The correlation of synchronous increase of [Ca2+]i with firing bursts of action potentials superimposed on long-lasting depolarizations is in agreement with other reports on rhythmic activity in cortical cell cultures (Murphy et al. 1992;Robinson et al. 1993). Interestingly, there appear to be no major phenomenological differences between recordings with (this study; Murphy et al. 1992) or without Mg2+ (Robinson et al. 1993) in the extracellular solution: rhythmic burst activity was found to be mediated by synaptic excitation without the appearance of a gradually depolarizing pacemaker potential. If NMDA receptor channels are not a major source of Ca2+ influx during bursts (Robinson et al. 1993) and the generation and propagation of synchronous activity depend on the level of spontaneous presynaptic firing and the degree of connectivity of the network (Maeda et al. 1995), one would deduce that Mg2+-free medium would simply facilitate burst generation and possibly prolong depolarization. Indeed we found an increase in burst frequency and number of action potentials per burst when the extracellular [Mg2+] was changed from 2 to 0 mM (Opitz and Voigt, unpublished observation).

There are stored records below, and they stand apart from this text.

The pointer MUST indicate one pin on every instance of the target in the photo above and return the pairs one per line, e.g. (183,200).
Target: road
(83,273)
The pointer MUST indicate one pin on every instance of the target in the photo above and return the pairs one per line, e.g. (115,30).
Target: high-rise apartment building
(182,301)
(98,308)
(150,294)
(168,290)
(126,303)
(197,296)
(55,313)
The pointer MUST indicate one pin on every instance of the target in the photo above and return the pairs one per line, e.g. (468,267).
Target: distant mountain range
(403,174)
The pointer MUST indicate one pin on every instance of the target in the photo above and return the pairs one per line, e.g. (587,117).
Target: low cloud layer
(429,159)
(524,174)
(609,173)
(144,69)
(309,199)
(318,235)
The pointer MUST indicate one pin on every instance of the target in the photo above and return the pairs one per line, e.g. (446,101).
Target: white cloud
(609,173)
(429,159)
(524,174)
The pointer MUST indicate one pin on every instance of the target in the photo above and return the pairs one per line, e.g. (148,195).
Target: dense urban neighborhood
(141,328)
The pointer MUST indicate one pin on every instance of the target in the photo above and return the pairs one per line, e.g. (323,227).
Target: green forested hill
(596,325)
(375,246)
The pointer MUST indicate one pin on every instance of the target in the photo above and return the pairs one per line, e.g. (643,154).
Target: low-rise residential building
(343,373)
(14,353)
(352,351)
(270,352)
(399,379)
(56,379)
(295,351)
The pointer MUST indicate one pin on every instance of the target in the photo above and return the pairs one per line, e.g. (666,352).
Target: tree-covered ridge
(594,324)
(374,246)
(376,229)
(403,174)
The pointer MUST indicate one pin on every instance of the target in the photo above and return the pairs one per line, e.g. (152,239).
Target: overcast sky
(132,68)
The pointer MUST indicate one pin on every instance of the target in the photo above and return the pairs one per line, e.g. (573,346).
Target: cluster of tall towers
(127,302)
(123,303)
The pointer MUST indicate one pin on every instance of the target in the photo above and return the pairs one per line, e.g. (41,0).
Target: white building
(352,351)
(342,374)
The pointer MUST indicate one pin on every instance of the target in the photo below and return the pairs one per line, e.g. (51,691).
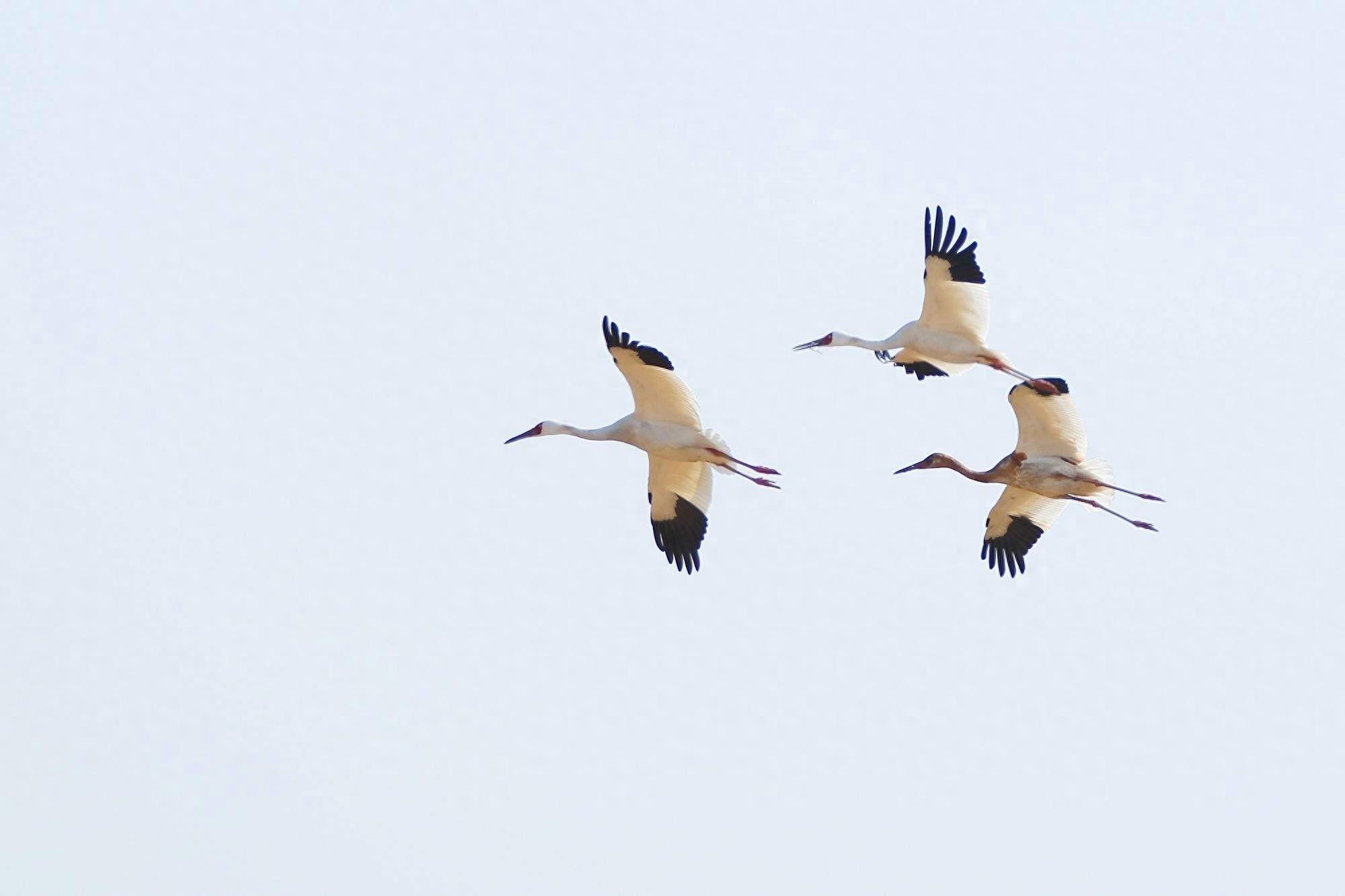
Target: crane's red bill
(535,431)
(816,343)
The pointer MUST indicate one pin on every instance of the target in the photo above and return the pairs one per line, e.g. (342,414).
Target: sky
(280,612)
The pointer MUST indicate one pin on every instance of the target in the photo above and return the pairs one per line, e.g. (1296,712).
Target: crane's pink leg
(761,482)
(1040,385)
(1137,494)
(743,463)
(1094,503)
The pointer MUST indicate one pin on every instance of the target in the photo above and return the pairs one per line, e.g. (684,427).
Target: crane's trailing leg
(758,481)
(1133,522)
(1137,494)
(743,463)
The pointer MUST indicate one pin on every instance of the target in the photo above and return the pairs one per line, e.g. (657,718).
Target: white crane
(1046,470)
(666,425)
(950,335)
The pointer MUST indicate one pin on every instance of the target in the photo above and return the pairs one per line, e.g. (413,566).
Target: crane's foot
(1044,388)
(743,463)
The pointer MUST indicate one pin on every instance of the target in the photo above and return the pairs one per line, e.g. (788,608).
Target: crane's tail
(1100,470)
(718,440)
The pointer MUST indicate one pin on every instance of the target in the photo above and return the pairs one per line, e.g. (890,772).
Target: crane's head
(933,462)
(818,343)
(545,428)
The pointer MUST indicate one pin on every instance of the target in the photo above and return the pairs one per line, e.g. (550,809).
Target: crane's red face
(817,343)
(535,431)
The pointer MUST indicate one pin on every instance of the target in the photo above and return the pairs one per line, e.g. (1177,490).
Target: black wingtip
(1008,552)
(948,244)
(615,338)
(680,538)
(922,369)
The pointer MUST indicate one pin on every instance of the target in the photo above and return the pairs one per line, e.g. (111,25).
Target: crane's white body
(666,425)
(1047,467)
(950,335)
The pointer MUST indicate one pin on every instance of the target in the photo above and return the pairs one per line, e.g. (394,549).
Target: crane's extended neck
(614,432)
(1001,473)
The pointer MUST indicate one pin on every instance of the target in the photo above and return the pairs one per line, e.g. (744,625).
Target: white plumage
(950,334)
(1046,469)
(666,424)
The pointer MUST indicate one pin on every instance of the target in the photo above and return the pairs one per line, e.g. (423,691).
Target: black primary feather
(962,261)
(650,356)
(1009,549)
(681,537)
(922,369)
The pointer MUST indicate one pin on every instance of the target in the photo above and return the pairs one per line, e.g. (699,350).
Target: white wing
(957,300)
(680,498)
(1015,525)
(660,393)
(1048,424)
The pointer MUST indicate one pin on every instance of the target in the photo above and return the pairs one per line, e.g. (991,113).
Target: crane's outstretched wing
(680,497)
(1015,525)
(660,393)
(1048,424)
(957,300)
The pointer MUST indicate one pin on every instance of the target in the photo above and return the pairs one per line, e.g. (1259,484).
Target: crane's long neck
(611,432)
(997,474)
(896,341)
(872,345)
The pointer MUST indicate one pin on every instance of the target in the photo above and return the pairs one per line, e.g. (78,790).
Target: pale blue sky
(280,614)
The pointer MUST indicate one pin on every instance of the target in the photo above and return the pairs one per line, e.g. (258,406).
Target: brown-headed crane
(1046,470)
(950,335)
(666,425)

In the immature neocortex, several kinds of coordinated network activity have been described. A locally, rather restricted one, appears to be a biochemically mediated coactivation that involves gap junctional coupling and has been termed “neuronal domains” (Kandler and Katz 1998; Yuste et al. 1992). Only recently, waves of activity that involve large neuronal populations and can span long distances have been described in the neonatal cortex (Garaschuk et al. 2000;Peinado 2000, 2001). Peinado (2001)reported two types of wave-like neuronal activity: one that initiates in infragranular layers and spreads toward upper cortical layers requires glutamatergic transmission, and another type propagating along the longitudinal axis of the cortex that is not blocked by antagonists of glutamate receptors but relies on the presence of dendrodendritic gap junctional connections. In contrast, Garaschuk et al. (2000) found oscillatory Ca2+ waves traveling along the longitudinal axis of the cortex that are totally blocked by the AMPA receptor antagonist CNQX, suggesting spread of activity by glutamatergic neurotransmission. This pharmacology is in agreement with our findings in cultures of dissociated cortical neurons. It has been noted, however, that glutamate could be only involved in neuronal excitation but not in the mechanism of wave propagation per se (Peinado 2001). Indeed, compared with the situation in neuronal domains where activity is transmitted biochemically (Kandler and Katz 1998), long-range waves supposed to involve gap junctions require strong depolarization and action potential firing. Thus the fact that synchronous activity in cortical cultures can be blocked effectively by CNQX or TTx would still leave the possibility for gap junctional contribution. On the other hand, in whole cell voltage-clamp recordings, we found barrages of glutamatergic synaptic currents associated with rhythmic bursts but never attenuated unclamped spikes from supposedly coupled cells. This suggests that the synchronous activity in the network of cultured cortical neurons spreads via synaptic transmission.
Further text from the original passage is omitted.